Владимирский глубоко вздохнул, на секунду задержав воздух. Потом он заговорил:
— Когда-то давно, в юности… Словом, была такая глупая история, имевшая очень серьезные последствия. В студенчестве меня пытались завербовать.
— Органы?
— Да, они самые. Я не хотел быть стукачом, но и откровенно отказать им боялся. Я учился, делал карьеру. Конечно, я все понимал и не строил себе никаких иллюзий насчет нашего самого гуманного советского строя. Но приходилось играть по неким правилам.
— Я прекрасно вас понимаю.
— Словом, так получилось, — он сделал еще один глоток из широкого бокала, — что я написал некую бумагу. Что-то вроде товарищеской характеристики, что ли.
— На кого? На Райцера?
— Да. Меня заставили. Я не написал ничего плохого, поверьте! — горячо убеждал собеседника Юрий Васильевич.
— Я верю вам, — очень серьезно сказал Турецкий. — Продолжайте.
— Этот подлец… ну чекист, одним словом… даже съязвил что-то типа «это какая-то рекомендация на награждение премией» или что-то в этом роде. Но тем не менее в архив легла бумага, написанная моей рукой и подписанная моей подписью. Бумага, в которой я — и никто иной — пишу что-то про своего друга Герку. А что пишу, уже не так важно. Вы понимаете, какая это бомба?
— Н-да, — протянул Александр Борисович. — Понимаю. И эта бумага теперь в руках у Вишневского?

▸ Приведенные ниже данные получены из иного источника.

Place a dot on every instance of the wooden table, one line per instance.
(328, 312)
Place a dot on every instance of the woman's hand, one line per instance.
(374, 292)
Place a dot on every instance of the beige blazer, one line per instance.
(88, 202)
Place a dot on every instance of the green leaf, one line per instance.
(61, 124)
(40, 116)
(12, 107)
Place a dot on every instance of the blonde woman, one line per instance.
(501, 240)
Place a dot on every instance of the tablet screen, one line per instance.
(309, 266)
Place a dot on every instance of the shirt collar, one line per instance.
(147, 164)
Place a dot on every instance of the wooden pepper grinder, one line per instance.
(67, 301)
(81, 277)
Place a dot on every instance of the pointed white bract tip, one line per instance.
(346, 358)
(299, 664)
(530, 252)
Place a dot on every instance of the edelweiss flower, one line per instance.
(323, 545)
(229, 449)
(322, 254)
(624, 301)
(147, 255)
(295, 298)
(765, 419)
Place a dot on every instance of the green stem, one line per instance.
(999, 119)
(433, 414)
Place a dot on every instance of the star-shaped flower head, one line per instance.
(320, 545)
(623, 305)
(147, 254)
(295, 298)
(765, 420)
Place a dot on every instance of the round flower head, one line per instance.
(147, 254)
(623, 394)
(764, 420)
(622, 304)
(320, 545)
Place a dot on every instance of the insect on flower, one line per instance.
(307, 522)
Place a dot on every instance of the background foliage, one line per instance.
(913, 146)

— Так он, во всяком случае, говорит. Он мне ее ни разу не показывал.
«Бедняга ты, бедняга! — подумал Турецкий про себя. — Как можно быть таким дураком?»
— Почему вы решили об этом рассказать? — спросил он Владимирского уже вслух.
— Из-за меня пострадал мой друг. Я ужасно мучился все это время и понял: будь что будет, но если я смолчу, то перестану себя уважать.
— Вы, видимо, очень порядочный человек.
— Спасибо, если вы правда так считаете. А теперь разрешите, я скажу что-то? Заранее извините за пафос…
«Ну пафос-то начался уже гораздо раньше», — внутренне улыбнулся Турецкий.
— Я теперь в ваших руках. Если все всплывет на поверхность, это будет страшный скандал, а возможно, и конец всему: карьере, работе, моему доброму имени.
Турецкий помолчал.
— Если говорить о моем личном мнении, — произнес он наконец, — то я считаю, что вы ни в чем не виноваты. Жизнь вас, что называется, «подставила», вам просто не повезло. Кроме того, ваш приход ко мне доказывает, что вы — человек благородный. И наивный.
Владимирский вопросительно поднял брови.
— Да-да. Дурит вас ваш господин Вишневский как школьника. И уже много лет.
— Что вы имеете в виду?
— Нет у него никакой бумаги с вашей подписью. И вообще ее в природе давно не существует. Не станут наши доблестные хранить такую ерунду, тем более что стукача из вас не получилось.
— Вы хотите сказать…
— Вишневский действительно знал о существовании этого письма. Но самого письма у него нет, в этом я уверен. Он просто взял вас на пушку — или на понт, как вам угодно.
— Значит, я зря всю жизнь боялся?
— По-моему, зря! — сказал Турецкий.
— Спасибо вам! — Владимирский протянул ему руку. — Вы не представляете, какой груз вы с меня сняли!